Here are some of the motivating problems behind their work:
- Brute-force password cracking attacks: Users tend to select weak passwords that are vulnerable to brute-force password cracking attacks that try to decrypt encrypted messages by guessing passwords. This problem is serious and pervasive, given today’s frequent compromise of mobile devices and cloud systems. The team is developing new techniques that prevent brute-force cracking by causing incorrectly decrypted ciphertexts to yield fake but real-looking messages.
- Censorship of encrypted protocols: Censorship is so heavy-handed in some nations that Reporters Without Borders labels them “Internet Black Holes.” Deep-packet inspection (DPI) helps censors identify and block encrypted network protocols. Anti-censorship tools require encryption primitives capable of producing ciphertexts that appear to be distributed like “benign” cover traffic to deceive the censors. Some existing steganographic tools can achieve this, but are largely impractical. The research team is devised new techniques that are both principled and practical.

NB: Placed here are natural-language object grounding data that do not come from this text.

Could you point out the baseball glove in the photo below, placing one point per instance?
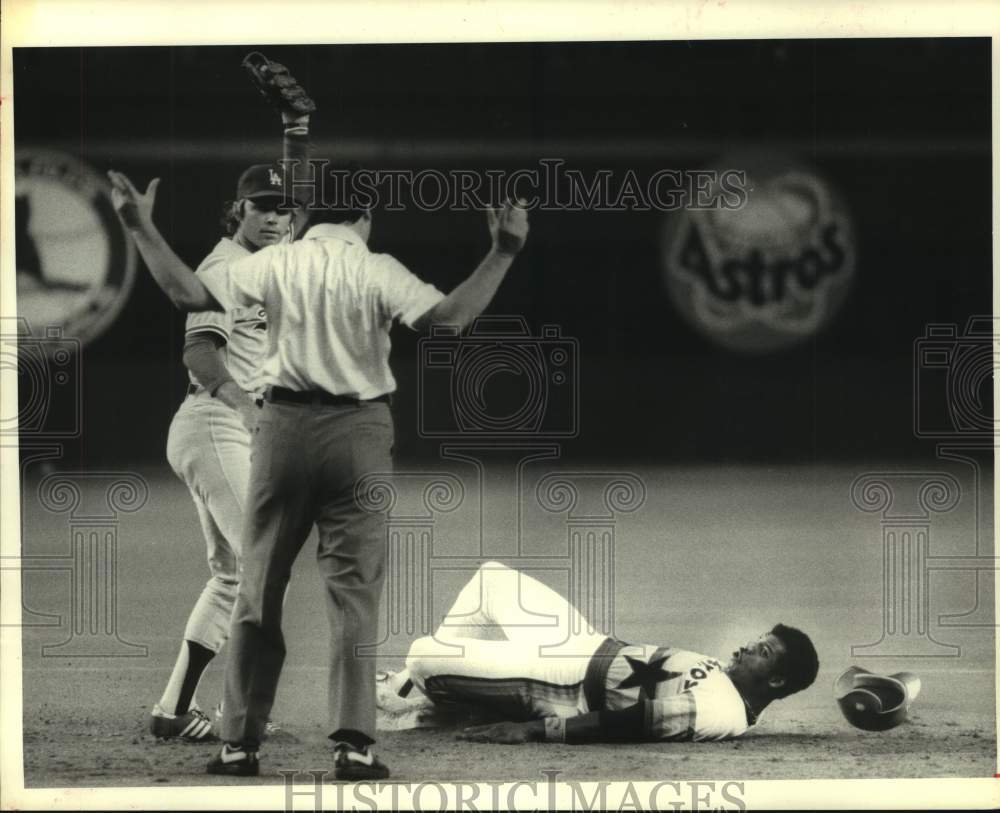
(277, 85)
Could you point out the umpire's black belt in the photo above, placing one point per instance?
(319, 397)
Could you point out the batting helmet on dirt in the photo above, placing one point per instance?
(875, 702)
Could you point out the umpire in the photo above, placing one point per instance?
(324, 423)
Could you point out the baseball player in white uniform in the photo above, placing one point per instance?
(324, 425)
(208, 445)
(557, 680)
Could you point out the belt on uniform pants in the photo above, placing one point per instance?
(594, 681)
(283, 395)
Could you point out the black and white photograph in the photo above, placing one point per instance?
(499, 420)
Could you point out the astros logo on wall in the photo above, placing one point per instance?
(75, 261)
(767, 275)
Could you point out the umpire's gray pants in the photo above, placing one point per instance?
(306, 460)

- Securing human-generated authentication secrets: Users make typos when they key in passwords. Biometrics, such as fingerprints, are noisy. Conventional crypto, however, is fragile in the face of error-prone data. Existing approaches for cryptographic error-correcting seek to address this problem, but leak too much information about low-entropy user secrets to be of practical use. The team has been working with industry partners to build tools that achieve both good error-tolerance and low information leakage.
Taken together, these problems come under the banner of a powerful, general notion that the researchers call distribution-sensitive cryptography (DSC). DSC promises to make cryptography more practical for a spectrum of applications by leveraging contextual information in new ways.